# Basics of SHM (undamped, under-driven)

1. Jul 23, 2004

### cj

My textbook says the an object undergoing undamped, under-driven
harmonic motion (http://romano.physics.wisc.edu/lab/manual/img279.gif)
does NOT have its maxima at the points where the displacement
curve makes contact with the exponential envelope curve.

How can this be the case?? Doesn't the graph clearly imply that
the maxima are indeed the peaks of the decaying cosine curve (that
do make contact with the exponential wrapper)??
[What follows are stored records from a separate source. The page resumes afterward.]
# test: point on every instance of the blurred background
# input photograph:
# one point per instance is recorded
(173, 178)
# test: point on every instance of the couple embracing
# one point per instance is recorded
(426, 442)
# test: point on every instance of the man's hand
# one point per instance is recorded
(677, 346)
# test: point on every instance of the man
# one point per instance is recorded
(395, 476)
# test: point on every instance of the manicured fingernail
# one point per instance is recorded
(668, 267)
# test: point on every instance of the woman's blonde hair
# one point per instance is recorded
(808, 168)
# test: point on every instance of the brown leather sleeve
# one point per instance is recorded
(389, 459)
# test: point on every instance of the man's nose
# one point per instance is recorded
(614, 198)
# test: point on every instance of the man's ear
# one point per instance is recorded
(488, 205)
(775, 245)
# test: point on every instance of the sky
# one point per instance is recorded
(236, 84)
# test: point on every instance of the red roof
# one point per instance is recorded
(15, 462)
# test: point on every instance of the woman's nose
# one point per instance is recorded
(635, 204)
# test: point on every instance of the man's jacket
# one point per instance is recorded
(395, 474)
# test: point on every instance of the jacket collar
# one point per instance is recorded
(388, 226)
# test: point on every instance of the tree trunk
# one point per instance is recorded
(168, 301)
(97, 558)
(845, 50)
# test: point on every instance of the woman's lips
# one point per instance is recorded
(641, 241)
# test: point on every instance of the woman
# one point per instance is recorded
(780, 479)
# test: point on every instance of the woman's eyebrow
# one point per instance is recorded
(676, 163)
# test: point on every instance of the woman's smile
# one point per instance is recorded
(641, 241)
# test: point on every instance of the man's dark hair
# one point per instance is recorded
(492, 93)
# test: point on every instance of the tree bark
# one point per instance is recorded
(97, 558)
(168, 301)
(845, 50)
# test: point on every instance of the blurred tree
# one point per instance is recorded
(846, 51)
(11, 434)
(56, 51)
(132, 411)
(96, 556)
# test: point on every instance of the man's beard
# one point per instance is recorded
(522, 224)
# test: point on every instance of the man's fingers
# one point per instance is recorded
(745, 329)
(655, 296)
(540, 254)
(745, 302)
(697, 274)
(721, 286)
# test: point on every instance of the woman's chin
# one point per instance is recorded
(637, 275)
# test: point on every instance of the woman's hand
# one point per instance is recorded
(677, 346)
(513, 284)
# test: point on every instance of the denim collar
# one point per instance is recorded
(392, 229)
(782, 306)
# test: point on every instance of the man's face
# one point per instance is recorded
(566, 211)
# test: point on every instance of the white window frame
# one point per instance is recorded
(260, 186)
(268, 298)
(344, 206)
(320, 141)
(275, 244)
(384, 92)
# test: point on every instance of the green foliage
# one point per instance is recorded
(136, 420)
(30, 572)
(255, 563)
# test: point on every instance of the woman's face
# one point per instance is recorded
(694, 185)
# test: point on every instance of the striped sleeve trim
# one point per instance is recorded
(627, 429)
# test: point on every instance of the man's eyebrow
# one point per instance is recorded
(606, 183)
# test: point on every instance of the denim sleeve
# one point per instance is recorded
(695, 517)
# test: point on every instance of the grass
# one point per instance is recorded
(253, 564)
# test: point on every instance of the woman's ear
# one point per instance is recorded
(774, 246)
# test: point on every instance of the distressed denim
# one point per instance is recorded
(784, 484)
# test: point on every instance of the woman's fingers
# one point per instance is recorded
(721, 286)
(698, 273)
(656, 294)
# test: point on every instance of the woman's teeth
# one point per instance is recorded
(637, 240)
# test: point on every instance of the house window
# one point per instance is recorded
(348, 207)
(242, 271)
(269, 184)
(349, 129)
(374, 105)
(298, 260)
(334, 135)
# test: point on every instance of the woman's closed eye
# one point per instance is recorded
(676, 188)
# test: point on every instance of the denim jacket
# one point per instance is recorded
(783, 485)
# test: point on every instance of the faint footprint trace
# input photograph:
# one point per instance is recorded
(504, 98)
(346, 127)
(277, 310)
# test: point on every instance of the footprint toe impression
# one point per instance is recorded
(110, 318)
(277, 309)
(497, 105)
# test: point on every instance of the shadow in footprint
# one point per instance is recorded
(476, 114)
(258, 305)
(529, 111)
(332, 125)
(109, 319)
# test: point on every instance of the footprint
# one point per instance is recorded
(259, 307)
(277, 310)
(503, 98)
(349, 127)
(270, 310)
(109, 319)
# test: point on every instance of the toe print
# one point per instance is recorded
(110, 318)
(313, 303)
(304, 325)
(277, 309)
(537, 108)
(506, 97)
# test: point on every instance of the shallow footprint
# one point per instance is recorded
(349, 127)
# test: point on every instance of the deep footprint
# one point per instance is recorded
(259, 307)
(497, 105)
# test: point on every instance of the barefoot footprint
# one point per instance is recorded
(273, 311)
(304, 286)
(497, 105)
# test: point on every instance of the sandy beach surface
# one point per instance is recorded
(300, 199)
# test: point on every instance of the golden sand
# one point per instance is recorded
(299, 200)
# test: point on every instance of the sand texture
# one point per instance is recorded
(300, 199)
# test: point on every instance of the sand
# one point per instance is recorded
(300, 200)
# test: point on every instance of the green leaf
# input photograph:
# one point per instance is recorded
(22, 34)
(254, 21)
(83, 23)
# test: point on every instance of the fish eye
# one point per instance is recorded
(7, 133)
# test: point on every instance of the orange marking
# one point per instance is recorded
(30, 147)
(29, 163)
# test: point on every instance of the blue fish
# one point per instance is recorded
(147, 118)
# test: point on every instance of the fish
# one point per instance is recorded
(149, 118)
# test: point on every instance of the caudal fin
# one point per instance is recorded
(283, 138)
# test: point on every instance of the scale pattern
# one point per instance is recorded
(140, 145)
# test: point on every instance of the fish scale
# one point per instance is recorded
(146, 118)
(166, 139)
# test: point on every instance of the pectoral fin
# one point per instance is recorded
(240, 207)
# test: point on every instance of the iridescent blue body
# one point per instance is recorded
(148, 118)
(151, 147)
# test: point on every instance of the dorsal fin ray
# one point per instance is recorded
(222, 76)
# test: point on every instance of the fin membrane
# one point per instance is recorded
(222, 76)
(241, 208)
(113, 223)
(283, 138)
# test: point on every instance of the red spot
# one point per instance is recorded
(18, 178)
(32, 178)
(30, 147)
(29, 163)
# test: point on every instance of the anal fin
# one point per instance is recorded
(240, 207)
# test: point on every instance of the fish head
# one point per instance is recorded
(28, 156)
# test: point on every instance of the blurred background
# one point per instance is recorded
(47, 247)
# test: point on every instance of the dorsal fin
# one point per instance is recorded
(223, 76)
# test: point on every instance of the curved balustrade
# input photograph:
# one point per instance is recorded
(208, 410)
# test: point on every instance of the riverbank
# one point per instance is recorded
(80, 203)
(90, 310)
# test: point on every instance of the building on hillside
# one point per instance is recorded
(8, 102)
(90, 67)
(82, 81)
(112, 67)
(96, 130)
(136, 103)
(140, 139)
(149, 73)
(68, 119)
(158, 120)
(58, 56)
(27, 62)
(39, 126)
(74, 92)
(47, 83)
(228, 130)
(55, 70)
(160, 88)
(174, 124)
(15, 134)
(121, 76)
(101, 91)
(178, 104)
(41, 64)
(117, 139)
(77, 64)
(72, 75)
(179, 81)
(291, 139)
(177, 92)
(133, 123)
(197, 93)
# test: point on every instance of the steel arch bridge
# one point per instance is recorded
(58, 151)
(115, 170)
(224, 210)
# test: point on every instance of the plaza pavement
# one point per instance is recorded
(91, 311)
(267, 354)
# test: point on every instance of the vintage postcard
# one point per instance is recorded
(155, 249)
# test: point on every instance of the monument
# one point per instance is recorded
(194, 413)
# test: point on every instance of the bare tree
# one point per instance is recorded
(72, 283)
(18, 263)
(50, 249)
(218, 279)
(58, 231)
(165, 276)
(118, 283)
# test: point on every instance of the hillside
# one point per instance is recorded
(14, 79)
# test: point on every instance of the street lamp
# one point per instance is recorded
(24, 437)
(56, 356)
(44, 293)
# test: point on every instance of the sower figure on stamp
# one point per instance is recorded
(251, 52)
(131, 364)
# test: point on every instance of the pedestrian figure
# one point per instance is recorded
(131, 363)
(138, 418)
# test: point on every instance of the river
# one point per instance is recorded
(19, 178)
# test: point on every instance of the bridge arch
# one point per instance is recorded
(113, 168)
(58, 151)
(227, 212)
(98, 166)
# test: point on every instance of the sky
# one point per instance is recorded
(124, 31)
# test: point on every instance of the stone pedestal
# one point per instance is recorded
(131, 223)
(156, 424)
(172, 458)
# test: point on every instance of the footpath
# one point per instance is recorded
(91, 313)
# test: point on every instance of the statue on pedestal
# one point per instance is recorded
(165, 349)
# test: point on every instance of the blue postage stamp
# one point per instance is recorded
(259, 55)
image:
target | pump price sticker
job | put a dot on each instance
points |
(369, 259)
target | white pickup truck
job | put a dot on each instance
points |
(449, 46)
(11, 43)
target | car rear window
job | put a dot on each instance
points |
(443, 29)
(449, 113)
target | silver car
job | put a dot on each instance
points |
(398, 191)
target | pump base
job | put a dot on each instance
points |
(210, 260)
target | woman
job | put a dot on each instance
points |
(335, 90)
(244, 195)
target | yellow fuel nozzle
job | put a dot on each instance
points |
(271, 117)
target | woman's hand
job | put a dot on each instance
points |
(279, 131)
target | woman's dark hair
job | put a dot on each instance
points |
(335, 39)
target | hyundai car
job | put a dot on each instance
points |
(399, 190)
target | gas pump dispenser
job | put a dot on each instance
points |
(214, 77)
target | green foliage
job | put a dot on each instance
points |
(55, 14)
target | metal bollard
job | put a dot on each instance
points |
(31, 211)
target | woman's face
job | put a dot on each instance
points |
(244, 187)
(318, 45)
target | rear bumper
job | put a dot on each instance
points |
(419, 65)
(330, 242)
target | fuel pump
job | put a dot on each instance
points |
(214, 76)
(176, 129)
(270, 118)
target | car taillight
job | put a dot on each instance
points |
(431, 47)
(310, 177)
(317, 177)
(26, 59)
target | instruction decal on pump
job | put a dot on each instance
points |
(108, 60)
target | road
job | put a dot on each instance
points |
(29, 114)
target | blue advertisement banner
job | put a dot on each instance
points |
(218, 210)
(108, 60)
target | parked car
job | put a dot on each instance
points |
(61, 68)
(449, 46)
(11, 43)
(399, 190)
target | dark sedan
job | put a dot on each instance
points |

The text goes on to say that the maxima actually correspond not
to the x(t) vs. t plot -- but to the dx(t)/dt (the velocity) plot,
specifically where dx(t)/dt = 0. I can partially understand this since
at the maxima -- velocity does equal 0!

It then states that the displacement ratios between successive
maxima are constant.

I can see the constancy of the maxima ratios, but not the
basis on dx(t)/dt over the visual interpretation -- let alone
the assertion that successive maxima ratios are constant.

Last edited: Jul 23, 2004
2. Jul 23, 2004

### robphy

That exponential curve is an envelope for that graph if the tangents of the curve and the graph agree at all contact points. No point on the exponential curve has a tangent line with zero slope.

3. Jul 24, 2004

### cj

Is the displacement maxima (which occurs at the time
where v(t) = dx(t)/dt = 0) the same point as the displacement
at t=0, T, 2T, etc., where T = 2*pi/omega (the under-damped
version of omega)?

4. Jul 24, 2004

### rayjohn01

graph

Just try drawing an exponentially damped sine wave and then the smooth exponential -- you will see that's correct.
ymax is dy/dt =0 for the sine , byt dy/dt is never =0 for the exponential.

5. Jul 24, 2004

### Integral

Staff Emeritus
Sorry to be nit picky but this is bugging me. Could you possibly have meant to say.

Undriven, under damped?

That is what your graph looks like.

6. Jul 25, 2004

### cj

Apparently, per rigorous research, the correct form is "undriven, underdamped."